Given an infix Boolean expression with parentheses, which has at most 4 variables ‘A’, ’B’, ‘C’, and ‘D’, and two operators ‘&’ and ‘|’. Build a corresponding syntax tree for it and print it's truth table.
For example, if input is "(A&C)|(A|B)", then result will be
A B C D output
0 0 0 0 0
0 0 0 1 0
0 0 1 0 0
0 0 1 1 0
0 1 0 0 1
0 1 0 1 1
0 1 1 0 1
0 1 1 1 1
1 0 0 0 1
1 0 0 1 1
1 0 1 0 1
1 0 1 1 1
1 1 0 0 1
1 1 0 1 1
1 1 1 0 1
1 1 1 1 1
To parse the infix expression with parentheses, use the grammar below.
EXPR = FACTOR | EXPR OP FACTOR
FACTOR = ID | (EXPR)
EXPR is the expression, ID is one of ‘A’, ‘B’, ’C’, or ‘D’, and OP is one of ‘&’ or ‘|’.
You will be provided with main.c and function.h. main.c contains the implementation of functions printPrefix and freeTree. function.h contains the definition of tree node and variables.

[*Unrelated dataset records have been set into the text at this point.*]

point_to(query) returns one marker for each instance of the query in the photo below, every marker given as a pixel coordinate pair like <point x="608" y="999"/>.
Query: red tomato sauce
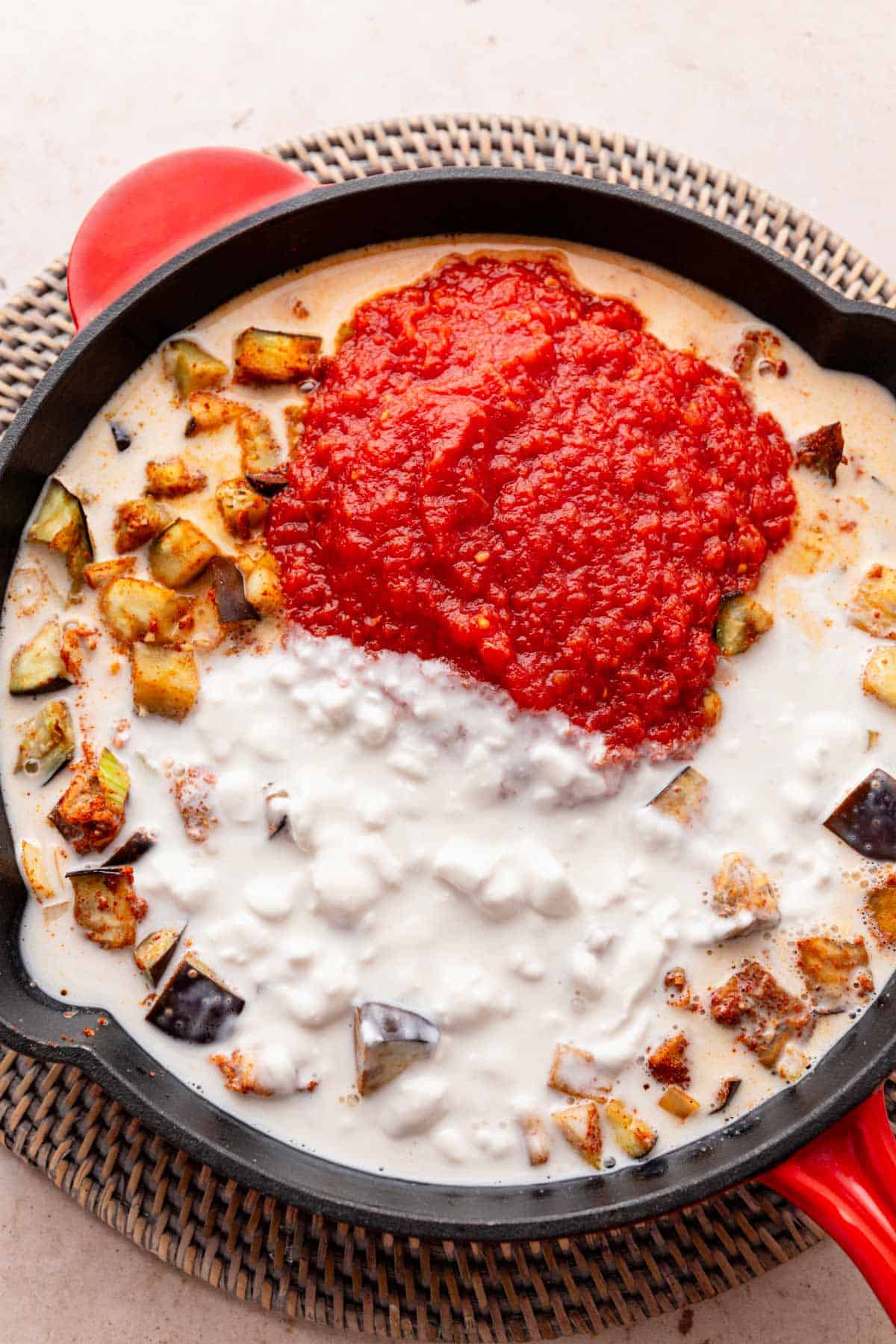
<point x="508" y="472"/>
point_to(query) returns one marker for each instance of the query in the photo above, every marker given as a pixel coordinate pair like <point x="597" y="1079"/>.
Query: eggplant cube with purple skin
<point x="865" y="820"/>
<point x="195" y="1006"/>
<point x="388" y="1041"/>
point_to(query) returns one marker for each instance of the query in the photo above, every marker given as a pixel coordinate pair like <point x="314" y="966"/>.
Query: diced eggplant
<point x="581" y="1127"/>
<point x="164" y="680"/>
<point x="262" y="586"/>
<point x="134" y="609"/>
<point x="139" y="522"/>
<point x="668" y="1063"/>
<point x="836" y="972"/>
<point x="766" y="1014"/>
<point x="107" y="906"/>
<point x="880" y="909"/>
<point x="538" y="1145"/>
<point x="37" y="874"/>
<point x="632" y="1133"/>
<point x="230" y="591"/>
<point x="40" y="665"/>
<point x="677" y="1102"/>
<point x="575" y="1073"/>
<point x="865" y="820"/>
<point x="388" y="1041"/>
<point x="684" y="796"/>
<point x="874" y="604"/>
<point x="265" y="356"/>
<point x="155" y="952"/>
<point x="744" y="894"/>
<point x="195" y="1006"/>
<point x="739" y="624"/>
<point x="727" y="1089"/>
<point x="269" y="483"/>
<point x="92" y="811"/>
<point x="262" y="457"/>
<point x="880" y="675"/>
<point x="210" y="411"/>
<point x="120" y="435"/>
<point x="191" y="367"/>
<point x="47" y="742"/>
<point x="711" y="707"/>
<point x="62" y="524"/>
<point x="180" y="554"/>
<point x="822" y="450"/>
<point x="172" y="479"/>
<point x="134" y="847"/>
<point x="240" y="507"/>
<point x="104" y="571"/>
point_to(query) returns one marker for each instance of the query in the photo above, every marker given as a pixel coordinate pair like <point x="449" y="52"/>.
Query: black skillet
<point x="824" y="1142"/>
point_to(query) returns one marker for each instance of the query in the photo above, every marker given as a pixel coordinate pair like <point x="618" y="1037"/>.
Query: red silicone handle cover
<point x="847" y="1180"/>
<point x="163" y="208"/>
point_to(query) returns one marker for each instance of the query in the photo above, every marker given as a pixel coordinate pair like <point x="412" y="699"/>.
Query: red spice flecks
<point x="508" y="472"/>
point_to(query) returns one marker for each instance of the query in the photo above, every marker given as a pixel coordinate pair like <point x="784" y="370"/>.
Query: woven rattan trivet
<point x="258" y="1248"/>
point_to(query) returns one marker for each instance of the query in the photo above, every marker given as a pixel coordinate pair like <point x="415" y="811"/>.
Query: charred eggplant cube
<point x="195" y="1006"/>
<point x="388" y="1041"/>
<point x="867" y="818"/>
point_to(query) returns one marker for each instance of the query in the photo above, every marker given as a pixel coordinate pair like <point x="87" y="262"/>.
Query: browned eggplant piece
<point x="191" y="367"/>
<point x="47" y="742"/>
<point x="766" y="1014"/>
<point x="153" y="953"/>
<point x="92" y="811"/>
<point x="120" y="435"/>
<point x="668" y="1062"/>
<point x="173" y="477"/>
<point x="739" y="624"/>
<point x="40" y="665"/>
<point x="134" y="847"/>
<point x="240" y="507"/>
<point x="180" y="554"/>
<point x="836" y="972"/>
<point x="104" y="571"/>
<point x="684" y="796"/>
<point x="581" y="1127"/>
<point x="865" y="820"/>
<point x="269" y="483"/>
<point x="265" y="356"/>
<point x="107" y="905"/>
<point x="575" y="1073"/>
<point x="822" y="450"/>
<point x="62" y="524"/>
<point x="230" y="593"/>
<point x="139" y="522"/>
<point x="632" y="1133"/>
<point x="388" y="1041"/>
<point x="195" y="1006"/>
<point x="677" y="1102"/>
<point x="164" y="680"/>
<point x="727" y="1089"/>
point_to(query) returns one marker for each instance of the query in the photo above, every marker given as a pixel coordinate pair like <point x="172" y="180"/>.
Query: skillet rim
<point x="856" y="336"/>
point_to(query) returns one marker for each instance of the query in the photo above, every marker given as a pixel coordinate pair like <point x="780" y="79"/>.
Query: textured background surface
<point x="788" y="100"/>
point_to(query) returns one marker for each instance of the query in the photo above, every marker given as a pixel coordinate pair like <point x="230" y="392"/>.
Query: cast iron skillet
<point x="847" y="1174"/>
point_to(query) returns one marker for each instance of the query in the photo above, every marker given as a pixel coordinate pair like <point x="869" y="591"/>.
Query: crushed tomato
<point x="507" y="470"/>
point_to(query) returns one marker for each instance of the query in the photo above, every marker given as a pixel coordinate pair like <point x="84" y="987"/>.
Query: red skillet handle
<point x="847" y="1180"/>
<point x="163" y="208"/>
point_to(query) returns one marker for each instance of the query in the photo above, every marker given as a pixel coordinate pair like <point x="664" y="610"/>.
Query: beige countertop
<point x="797" y="97"/>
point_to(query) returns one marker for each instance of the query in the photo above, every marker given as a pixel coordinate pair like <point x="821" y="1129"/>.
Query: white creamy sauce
<point x="442" y="850"/>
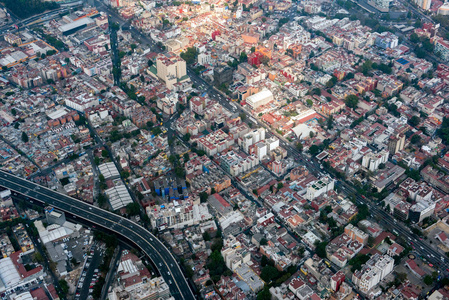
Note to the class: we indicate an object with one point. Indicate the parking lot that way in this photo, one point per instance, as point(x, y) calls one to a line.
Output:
point(90, 273)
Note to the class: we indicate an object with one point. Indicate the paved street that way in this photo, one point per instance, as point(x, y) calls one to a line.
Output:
point(149, 244)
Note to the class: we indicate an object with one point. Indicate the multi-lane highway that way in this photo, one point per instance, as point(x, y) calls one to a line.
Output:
point(421, 246)
point(149, 244)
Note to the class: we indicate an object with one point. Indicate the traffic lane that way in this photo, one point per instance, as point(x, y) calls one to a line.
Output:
point(32, 190)
point(403, 231)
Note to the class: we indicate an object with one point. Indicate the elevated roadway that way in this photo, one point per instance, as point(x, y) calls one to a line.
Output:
point(136, 234)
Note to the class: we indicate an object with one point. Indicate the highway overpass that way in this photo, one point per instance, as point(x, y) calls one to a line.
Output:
point(147, 242)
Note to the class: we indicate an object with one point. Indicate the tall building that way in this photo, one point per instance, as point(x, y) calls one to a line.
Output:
point(424, 4)
point(223, 75)
point(375, 269)
point(396, 143)
point(420, 210)
point(319, 187)
point(170, 68)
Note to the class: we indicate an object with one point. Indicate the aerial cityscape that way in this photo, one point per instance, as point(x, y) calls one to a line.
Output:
point(247, 149)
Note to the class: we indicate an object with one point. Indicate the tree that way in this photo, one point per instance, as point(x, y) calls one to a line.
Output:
point(206, 236)
point(186, 137)
point(64, 286)
point(24, 137)
point(414, 121)
point(320, 249)
point(264, 294)
point(203, 197)
point(189, 55)
point(414, 38)
point(124, 174)
point(26, 8)
point(133, 209)
point(428, 280)
point(314, 150)
point(366, 67)
point(101, 200)
point(243, 57)
point(416, 139)
point(351, 101)
point(269, 273)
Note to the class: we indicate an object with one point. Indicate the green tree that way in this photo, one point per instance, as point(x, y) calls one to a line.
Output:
point(428, 280)
point(189, 55)
point(264, 294)
point(133, 209)
point(203, 197)
point(351, 101)
point(414, 38)
point(269, 273)
point(243, 57)
point(320, 249)
point(64, 286)
point(206, 236)
point(414, 121)
point(416, 139)
point(186, 137)
point(314, 150)
point(24, 137)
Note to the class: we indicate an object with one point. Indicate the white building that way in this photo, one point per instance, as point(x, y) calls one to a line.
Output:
point(272, 143)
point(376, 269)
point(259, 99)
point(178, 214)
point(82, 102)
point(372, 160)
point(252, 138)
point(319, 187)
point(204, 58)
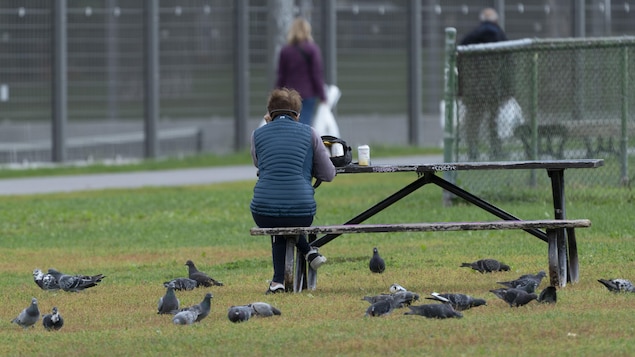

You only need to implement the following four functions in function.c.
BTNode* makeNode(char c) // create a node without any child
BTNode* EXPR() // parse an infix expression and generate a syntax tree
BTNode* FACTOR() // use the parse grammar FACTOR = ID | (EXPR) to deal with parentheses
void printResult(BTNode *root) // print the truth table
For OJ submission:
Step 1. Submit only your function.c into the submission block.(Please choose C compiler)
Step 2. Check the results and debug your program if necessary.
main.c
function.h
The input contains a sequences of prefix expression. It only has at most 4 variables ‘A’, ‘B’, ‘C’, and ‘D’, and 2 operators, AND ‘&’ and OR ‘|’. The length of prefix expression is shorter than 30.
It has 5 variables 'A', 'B', 'C', 'D', and output, each variable is separated by a space.